As for the hook, Shaggy said it was an Eddie Murphy joke in his 1987 Standup Comedy RAW, that gave birth to the line “It wasn’t me.”
“We were sitting there one day, watching Eddie Murphy’s RAW. He had a skit where he was saying: ‘It wasn’t me’… and that was a joke and I said ‘why don’t we write that?’
RikRok understood that their next production had ‘to be awesome,’ as Shaggy was just dropped from his previous label. He was, however, petrified while composing the highly risqué lyrics, which initially he had no intention of singing, as he never considered himself a singer, and was even afraid of people finding out he was the co-author.
“I have never written a song like this before in my life. Every line terrified me,” he explained.
Hans Haedelt, a former MCA Records senior director, who accidentally heard the demo tape, said he immediately knew the song would be a hit. Although Shaggy’s manager Robert Livingston, had ordered it pulled from the album as he did not like it, Hans recommended that the three men complete the song and add it to the list.
“When the label heard the finished proposed album, the senior executives thought the album was a pile a junk; there was not a song on there that they could release to radio; and I should be thankful that I still had a job,” Hans said.
“Nobody at MCA records lifted a finger – until it became unstoppable,” he added.

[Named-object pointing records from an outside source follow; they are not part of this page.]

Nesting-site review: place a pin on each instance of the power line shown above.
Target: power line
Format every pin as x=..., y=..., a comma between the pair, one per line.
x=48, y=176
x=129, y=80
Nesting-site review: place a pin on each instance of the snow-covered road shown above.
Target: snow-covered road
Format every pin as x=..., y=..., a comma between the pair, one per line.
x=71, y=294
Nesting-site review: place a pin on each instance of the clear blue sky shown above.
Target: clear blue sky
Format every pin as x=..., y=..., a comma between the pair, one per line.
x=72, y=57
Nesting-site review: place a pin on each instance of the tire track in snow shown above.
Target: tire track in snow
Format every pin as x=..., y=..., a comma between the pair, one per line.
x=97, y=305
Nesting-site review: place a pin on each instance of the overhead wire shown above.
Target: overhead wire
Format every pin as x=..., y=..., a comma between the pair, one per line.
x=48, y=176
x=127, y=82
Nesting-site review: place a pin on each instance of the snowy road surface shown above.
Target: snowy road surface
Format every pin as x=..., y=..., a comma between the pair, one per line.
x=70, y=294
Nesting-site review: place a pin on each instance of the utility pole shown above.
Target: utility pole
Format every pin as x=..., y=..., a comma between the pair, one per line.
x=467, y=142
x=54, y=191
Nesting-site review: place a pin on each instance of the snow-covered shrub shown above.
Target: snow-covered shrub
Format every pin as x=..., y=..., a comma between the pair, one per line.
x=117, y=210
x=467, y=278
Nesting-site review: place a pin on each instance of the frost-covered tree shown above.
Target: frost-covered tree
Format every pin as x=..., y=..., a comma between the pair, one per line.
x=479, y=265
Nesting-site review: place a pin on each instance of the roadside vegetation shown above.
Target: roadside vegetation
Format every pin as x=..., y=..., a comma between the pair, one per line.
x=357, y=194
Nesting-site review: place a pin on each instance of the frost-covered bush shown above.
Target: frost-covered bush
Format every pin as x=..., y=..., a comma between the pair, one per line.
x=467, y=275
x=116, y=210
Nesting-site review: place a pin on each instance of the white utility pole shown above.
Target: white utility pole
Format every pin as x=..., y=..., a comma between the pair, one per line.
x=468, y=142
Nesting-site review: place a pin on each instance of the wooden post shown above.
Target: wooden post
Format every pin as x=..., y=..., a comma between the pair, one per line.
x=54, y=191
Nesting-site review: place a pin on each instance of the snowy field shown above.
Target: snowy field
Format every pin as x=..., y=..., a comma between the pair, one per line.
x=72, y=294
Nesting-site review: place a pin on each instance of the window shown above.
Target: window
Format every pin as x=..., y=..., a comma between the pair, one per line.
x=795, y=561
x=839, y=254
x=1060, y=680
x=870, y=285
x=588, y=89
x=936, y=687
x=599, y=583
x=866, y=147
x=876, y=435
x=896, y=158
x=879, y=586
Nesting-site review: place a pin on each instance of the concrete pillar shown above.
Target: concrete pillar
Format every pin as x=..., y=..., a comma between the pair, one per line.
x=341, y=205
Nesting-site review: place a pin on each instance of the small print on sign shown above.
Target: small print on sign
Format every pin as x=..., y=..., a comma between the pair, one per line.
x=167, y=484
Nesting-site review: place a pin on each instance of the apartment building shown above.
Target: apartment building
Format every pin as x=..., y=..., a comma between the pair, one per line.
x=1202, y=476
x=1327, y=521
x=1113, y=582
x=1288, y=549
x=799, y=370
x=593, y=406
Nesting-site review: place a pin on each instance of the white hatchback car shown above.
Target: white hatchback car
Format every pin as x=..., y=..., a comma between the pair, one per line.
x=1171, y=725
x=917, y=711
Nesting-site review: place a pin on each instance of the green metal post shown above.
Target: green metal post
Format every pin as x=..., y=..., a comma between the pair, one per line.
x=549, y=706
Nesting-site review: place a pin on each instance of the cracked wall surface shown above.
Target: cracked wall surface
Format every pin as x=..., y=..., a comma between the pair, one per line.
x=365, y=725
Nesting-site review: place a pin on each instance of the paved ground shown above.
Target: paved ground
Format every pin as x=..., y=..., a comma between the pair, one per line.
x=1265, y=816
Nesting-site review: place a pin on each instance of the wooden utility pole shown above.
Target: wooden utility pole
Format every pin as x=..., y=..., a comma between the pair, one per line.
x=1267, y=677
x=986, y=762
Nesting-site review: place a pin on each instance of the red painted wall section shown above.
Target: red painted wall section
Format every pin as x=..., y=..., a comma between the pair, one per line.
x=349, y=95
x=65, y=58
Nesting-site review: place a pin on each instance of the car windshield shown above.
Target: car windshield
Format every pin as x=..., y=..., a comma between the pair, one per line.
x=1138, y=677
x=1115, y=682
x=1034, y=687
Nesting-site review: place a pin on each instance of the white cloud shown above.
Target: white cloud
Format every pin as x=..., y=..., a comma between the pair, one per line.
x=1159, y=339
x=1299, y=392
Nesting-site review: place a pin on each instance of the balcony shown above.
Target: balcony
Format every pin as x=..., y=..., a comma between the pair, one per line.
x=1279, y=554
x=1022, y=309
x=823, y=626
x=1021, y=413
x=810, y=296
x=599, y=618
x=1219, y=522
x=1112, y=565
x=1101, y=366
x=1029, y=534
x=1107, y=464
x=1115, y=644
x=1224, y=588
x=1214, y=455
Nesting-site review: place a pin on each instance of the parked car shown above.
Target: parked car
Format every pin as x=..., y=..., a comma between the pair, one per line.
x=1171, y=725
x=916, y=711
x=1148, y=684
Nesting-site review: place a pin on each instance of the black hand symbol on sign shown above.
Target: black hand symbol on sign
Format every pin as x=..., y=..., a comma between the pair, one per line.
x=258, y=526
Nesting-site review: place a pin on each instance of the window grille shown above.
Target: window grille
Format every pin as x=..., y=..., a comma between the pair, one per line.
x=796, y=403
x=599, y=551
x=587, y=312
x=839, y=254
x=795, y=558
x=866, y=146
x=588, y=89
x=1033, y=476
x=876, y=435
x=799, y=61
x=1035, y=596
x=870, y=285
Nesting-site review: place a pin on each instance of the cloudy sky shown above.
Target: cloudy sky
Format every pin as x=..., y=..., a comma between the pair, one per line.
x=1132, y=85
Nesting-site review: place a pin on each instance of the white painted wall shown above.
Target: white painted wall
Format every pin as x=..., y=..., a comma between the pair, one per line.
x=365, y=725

Sting International said he spent the entire night completing the song using the original demo vocals done by RikRok and Shaggy, only to be disappointed by MCA who thought the song and the whole album, including Angel which turned out also to be a hit, was wack. He said they provided no form of promotion for it, not even posters.
MCA executives engaged producers Jimmy Jam and Terry Lewis, to record the track Dance and Shout for Shaggy, claiming it would be the album’s hit single. Contrary to their predictions, that song flopped.
A depressed Shaggy later started his promotional album tour on the US East Coast, to which only a few hundred patrons showed up at the concerts.
But it was when radio disc jockey Pablo Sato from Hawaii, snatched a copy of the album off the internet from Napster after his request for a copy was declined by MCA, that the track soared in popularity. The tide of change turned dramatically in Shaggy’s favor, as radio stations all over the US played the song over and over like a riding horse.
There was pandemonium at the star’s next show. The album began amassing sales of 500,000 hard copies every week, and it went to number one in every country in which it was available for sale.
“We made something so special the world had to stop and take notice. It’s like who the f__ are these Dancehall guys?” Shaggy said, laughing.
VICE released the documentary to mark the 20th anniversary of Hot Shot, which coincides with the release of Shaggy’s remake: Hot Shot 2020. Watch the documentary below.
“I don’t do desperate moves, and I never will, especially when my legacy would be at risk of devaluation. Thank you to all of the fans of my original productions,” he said in a statement in April this year.
Shaggy responded and without sounding overly smug or desperate, said that the album was iconic and largely responsible for taking Reggae and Dancehall culture into the mainstream. He believes he would be doing a great injustice to his fans in Jamaica and abroad had he not jumped on the opportunity.